Columna de Héctor Soto: A propósito de nada y a pesar de todo

woody allen

Allen se hizo director desde una matriz distinta. Simplemente se puso a filmar y al comienzo lo hizo a costalazos, es decir, equivocándose, probando, imitando por aquí y ensayando por allá. A la vuelta de pocos años ya estaba ganando un Oscar.


La autobiografía de Woody Allen (A propósito de nada, Alianza Editorial, 2020, 440 páginas) muestra a un cineasta muy funcional a los códigos de la industria, que sabe trabajar rápido, que no se quiebra la cabeza en dilemas interminables, que no cree que sus planos sean dogmas y que tampoco siente estar pintando con sus películas el techo de la Capilla Sixtina. Se dirá que esas son sus limitaciones. Pero son también sus grandezas. Porque no deja de ser notable que alguien, tomándose su oficio con tanto pragmatismo, haya realizado cintas tan notables como Crímenes y pecados, Manhattan, Annie Hall o Zelig. Una opción sería no creerle: está mintiendo y quiere hacer pasar por fáciles trabajos que en rigor fueron difíciles. Pero la otra es que sea cierto, porque es difícil explicar su tremenda productividad como autor: 50 largometrajes. No todos, claro, tienen el mismo nivel. Pero, tiene al menos una docena de títulos grandiosos y eso -cualquiera sea el padrón que se utilice- es por lo bajo una proeza.

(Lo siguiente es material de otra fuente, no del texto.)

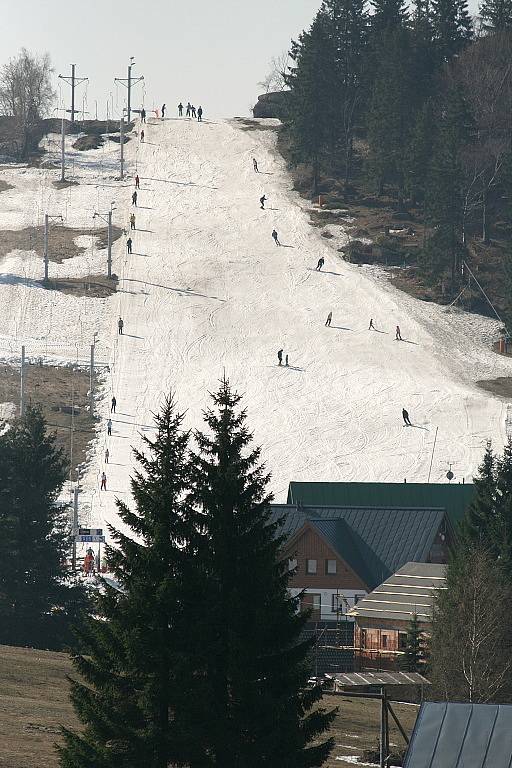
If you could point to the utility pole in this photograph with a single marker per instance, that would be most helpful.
(22, 382)
(73, 81)
(74, 528)
(46, 232)
(107, 218)
(62, 152)
(129, 82)
(121, 144)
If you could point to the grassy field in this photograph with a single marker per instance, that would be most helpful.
(34, 703)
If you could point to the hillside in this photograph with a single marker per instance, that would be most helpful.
(207, 291)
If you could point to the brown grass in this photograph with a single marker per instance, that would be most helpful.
(61, 241)
(55, 388)
(34, 703)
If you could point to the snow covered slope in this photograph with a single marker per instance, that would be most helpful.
(206, 291)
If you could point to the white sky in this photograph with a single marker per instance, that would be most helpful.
(211, 52)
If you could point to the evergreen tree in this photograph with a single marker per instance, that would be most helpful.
(134, 662)
(311, 82)
(452, 27)
(38, 602)
(257, 707)
(413, 659)
(496, 15)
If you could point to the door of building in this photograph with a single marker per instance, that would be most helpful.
(314, 602)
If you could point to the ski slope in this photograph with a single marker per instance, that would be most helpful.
(206, 291)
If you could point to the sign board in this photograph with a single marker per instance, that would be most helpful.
(90, 539)
(90, 531)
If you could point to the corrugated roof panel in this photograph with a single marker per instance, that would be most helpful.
(456, 735)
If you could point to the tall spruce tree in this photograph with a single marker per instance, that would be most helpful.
(38, 600)
(451, 26)
(256, 704)
(496, 15)
(134, 664)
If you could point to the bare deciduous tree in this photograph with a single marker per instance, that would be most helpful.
(26, 93)
(471, 650)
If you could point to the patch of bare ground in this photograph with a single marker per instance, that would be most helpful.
(501, 387)
(246, 124)
(61, 241)
(34, 703)
(93, 286)
(62, 393)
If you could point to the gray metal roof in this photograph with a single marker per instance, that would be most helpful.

Otra aspecto de la autobiografía, que no por sabido deja de ser asombroso, es que Allen, antes de convertirse en cineasta, tuvo una larga vida como escritor de chistes, autor de monólogos teatrales, libretista de televisión y también como dramaturgo. Había empezado temprano y se abrió paso en ese mundillo con la tenacidad de una hormiga. Podría trabajar días y noches completas, sin parar, frente a una máquina de escribir y ya tenía 35 años cuando dirigió Robó, huyó y lo pescaron, su primera película. En una época en que los directores llegaban a la realización a través de estudios universitarios, o por su experiencia en la industria o por la vía de la pura cinefilia, Allen se hizo director desde una matriz distinta. Simplemente se puso a filmar y al comienzo lo hizo a costalazos, es decir, equivocándose, probando, imitando por aquí y ensayando por allá. A la vuelta de pocos años ya estaba ganando un Oscar por Annie Hall y para entonces ya había definido las coordenadas del mundo que instaló en el cine norteamericano: el de la inseguridad física y psicológica del macho, el del perdedor compulsivo y neurótico al que todo -o casi todo- se le da mal: el trabajo, las mujeres, el dinero, el éxito, la vida social.

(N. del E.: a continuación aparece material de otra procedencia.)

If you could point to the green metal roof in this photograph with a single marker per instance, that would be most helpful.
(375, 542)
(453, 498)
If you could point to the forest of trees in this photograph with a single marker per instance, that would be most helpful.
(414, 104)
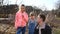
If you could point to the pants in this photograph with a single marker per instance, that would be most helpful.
(21, 29)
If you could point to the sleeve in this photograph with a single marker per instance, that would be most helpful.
(16, 20)
(26, 17)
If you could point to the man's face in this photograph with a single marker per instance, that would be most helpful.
(22, 8)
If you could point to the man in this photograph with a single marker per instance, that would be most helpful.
(43, 27)
(21, 20)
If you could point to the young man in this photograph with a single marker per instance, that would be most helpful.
(43, 27)
(21, 20)
(32, 23)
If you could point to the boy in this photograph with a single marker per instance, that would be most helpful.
(31, 24)
(43, 27)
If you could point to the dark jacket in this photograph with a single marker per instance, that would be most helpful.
(47, 30)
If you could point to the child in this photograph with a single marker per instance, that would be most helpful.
(31, 23)
(43, 27)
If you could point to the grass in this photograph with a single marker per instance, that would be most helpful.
(58, 18)
(56, 31)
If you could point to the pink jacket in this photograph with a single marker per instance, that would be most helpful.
(21, 21)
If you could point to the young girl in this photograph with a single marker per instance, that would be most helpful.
(43, 28)
(31, 23)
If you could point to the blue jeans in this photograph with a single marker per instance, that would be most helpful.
(21, 29)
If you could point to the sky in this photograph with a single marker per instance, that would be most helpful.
(48, 4)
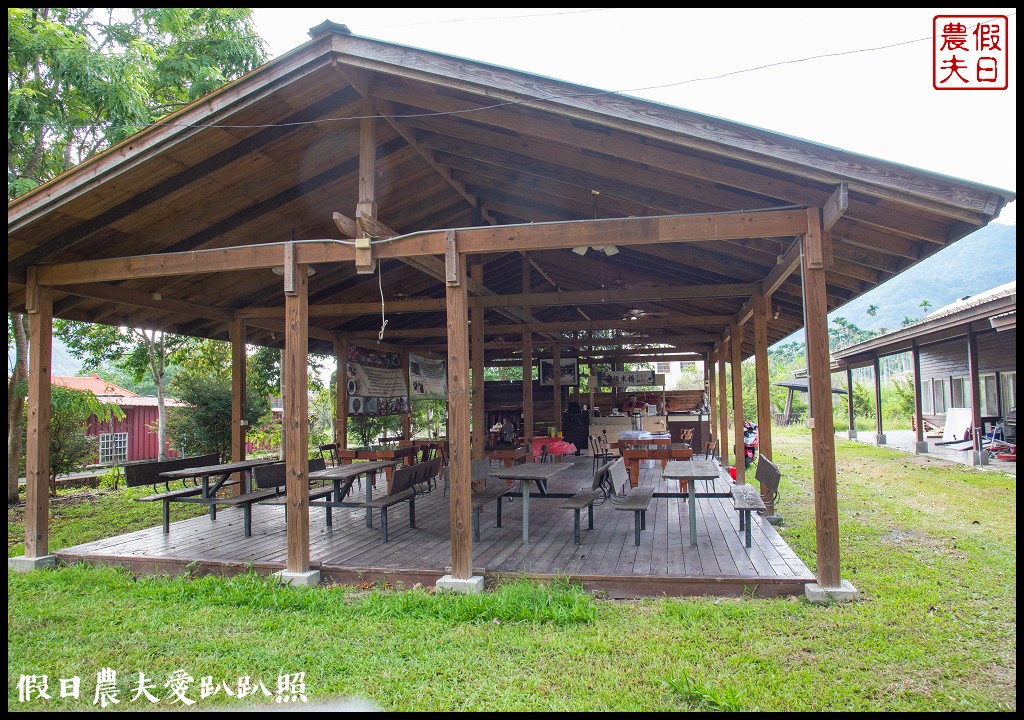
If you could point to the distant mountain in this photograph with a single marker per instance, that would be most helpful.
(978, 262)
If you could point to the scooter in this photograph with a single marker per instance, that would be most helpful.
(750, 442)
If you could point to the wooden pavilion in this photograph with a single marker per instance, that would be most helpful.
(514, 215)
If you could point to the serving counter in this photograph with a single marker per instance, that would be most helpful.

A propósito de nada deja en claro que Allen tiene un sentido casi calvinista del trabajo. Que hizo cine porque lo pasaba bien filmando, no porque quisiera comprar boletos a la inmortalidad. Que pertenece al escaso grupo de personas que siente que la vida no está en deuda con ellos. Y que sabe que su nombre quedó manchado para siempre tras el escándalo de su relación con Soon-Yi y la falsa acusación de su pareja, Mía Farrow, por abuso de menores. A sus 84 años, no le queda otra que cargar con esa infamia. Según él, el asunto ya no lo desvela. Pero sin duda que malogró su imagen pública y le cerró el paso al Olimpo donde, de no mediar ese episodio, quizás iba a llegar. Su cine, en cualquier caso, está ahí y sigue siendo el mismo: superior a la media casi siempre, excepcional y muy inspirado a veces. El drama es que contra el veto no hay talento ni genialidad que valga.